I’m too old (many of us mommies have devoted the years when we were young women to our children and put aside our own creative pursuits during that time, unfortunately. Now we are no longer ingenue age, our twenties long behind us, and we feel that it’s probably too late to get started with something new so why bother….worse, we fear looking foolish if we do begin, at our age. That people might pity us for not realizing that we are ‘too old’ & ‘we missed our window’ of when we should have started. We fear that by the time we are any good, we will be really old and by then, we will really be out of place in the given field and really ought to focus on knitting and grandkids like a nice old lady does).
I may never be any good. This book will have you thinking “so what? I will do it anyway, because what is the alternative?! To just be a consumer and sit on the couch and watch TV and wait for something to happen to me?”

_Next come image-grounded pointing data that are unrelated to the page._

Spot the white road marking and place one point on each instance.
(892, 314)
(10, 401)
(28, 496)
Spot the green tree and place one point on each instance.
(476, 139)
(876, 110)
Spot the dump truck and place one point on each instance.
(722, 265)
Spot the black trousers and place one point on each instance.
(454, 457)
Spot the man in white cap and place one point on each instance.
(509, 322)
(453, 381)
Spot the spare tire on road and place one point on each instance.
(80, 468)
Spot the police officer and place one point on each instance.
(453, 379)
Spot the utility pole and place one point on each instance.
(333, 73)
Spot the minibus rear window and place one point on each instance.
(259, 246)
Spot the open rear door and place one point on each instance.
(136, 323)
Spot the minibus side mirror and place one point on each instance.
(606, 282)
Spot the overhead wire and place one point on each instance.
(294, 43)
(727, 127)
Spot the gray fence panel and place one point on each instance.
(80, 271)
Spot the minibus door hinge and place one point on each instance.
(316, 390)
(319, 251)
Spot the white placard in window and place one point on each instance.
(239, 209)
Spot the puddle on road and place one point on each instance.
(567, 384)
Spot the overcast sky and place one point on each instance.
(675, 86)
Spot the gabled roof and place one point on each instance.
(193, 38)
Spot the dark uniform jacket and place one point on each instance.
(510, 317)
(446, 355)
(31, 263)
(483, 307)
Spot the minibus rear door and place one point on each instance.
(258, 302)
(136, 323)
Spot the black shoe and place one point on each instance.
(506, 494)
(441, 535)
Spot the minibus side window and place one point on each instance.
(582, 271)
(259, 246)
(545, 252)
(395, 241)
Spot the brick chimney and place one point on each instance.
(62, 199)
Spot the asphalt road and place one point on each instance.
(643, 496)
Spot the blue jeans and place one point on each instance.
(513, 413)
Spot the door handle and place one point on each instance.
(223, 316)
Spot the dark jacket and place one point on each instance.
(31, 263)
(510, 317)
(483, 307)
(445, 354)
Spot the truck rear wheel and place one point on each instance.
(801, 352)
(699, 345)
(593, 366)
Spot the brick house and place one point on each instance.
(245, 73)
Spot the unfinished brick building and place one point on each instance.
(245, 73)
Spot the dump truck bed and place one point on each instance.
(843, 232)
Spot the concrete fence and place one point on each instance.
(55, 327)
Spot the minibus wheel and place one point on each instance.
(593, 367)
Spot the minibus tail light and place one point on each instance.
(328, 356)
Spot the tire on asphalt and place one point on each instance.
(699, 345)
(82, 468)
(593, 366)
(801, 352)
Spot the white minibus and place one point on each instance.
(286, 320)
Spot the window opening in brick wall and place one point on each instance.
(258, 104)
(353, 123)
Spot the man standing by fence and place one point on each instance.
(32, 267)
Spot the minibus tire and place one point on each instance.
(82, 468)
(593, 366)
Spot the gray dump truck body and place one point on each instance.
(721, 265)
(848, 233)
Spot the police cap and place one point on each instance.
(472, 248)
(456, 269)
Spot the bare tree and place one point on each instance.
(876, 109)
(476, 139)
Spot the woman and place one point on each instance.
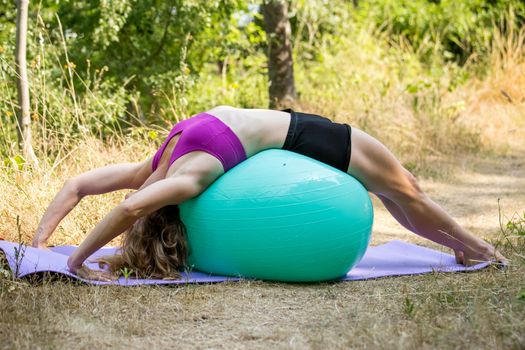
(199, 150)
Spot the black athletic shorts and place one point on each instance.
(319, 138)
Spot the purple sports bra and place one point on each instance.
(204, 132)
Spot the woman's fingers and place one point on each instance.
(96, 275)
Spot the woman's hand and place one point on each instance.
(39, 243)
(86, 273)
(487, 254)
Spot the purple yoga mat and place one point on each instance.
(395, 258)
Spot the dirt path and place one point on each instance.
(470, 195)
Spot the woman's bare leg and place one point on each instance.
(382, 174)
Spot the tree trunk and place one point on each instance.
(280, 61)
(23, 112)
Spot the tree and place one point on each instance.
(280, 61)
(23, 112)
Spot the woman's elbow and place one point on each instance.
(130, 209)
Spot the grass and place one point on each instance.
(427, 118)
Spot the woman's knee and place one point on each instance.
(410, 190)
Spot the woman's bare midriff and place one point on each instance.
(257, 129)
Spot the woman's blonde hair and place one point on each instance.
(155, 246)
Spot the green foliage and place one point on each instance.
(98, 67)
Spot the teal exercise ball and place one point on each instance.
(279, 216)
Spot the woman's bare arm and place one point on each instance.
(170, 191)
(97, 181)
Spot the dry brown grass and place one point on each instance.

I love the part where she recalls an older woman who began pursuing a brand new interest at age 70 and became an expert by her 80s, who told her that it’s a shame women in their twenties and thirties spend that time thinking that everyone’s judging them, then you spend your forties and fifties just not caring what people think about you, and finally in your sixties and seventies you realize no one was ever paying any attention to you in the first place. And she explains why that’s a good thing and you should let it set you free from your stupid fears! Gilbert gives a wake up call that everyone is so wrapped up in their own ‘holy struggle’ to pay much attention to you and your efforts anyways. So do it for you, and do it now.
A very shrewd observation was made when she noticed that somehow women seem to let the fear that they are unqualified for a task hold them back much more than men do, as in men think to themselves, “I’m about 44% qualified for the task. When do I start? I’ve got this.” and women think to themselves, “I’m 99.8% qualified for the task so I think I better not.”
And it’s a shame that many women let themselves be held back and paralyzed by that last little smidgen of skill before jumping in, whereas many men jump in confidently (with far less) and end up growing into the role and succeeding. We need to be a bit more oblivious, a bit more like men, and just jump in and figure it the eff out along the way. Amiright?
I think this book might have been even more life changing than the tidying book. That’s saying a lot!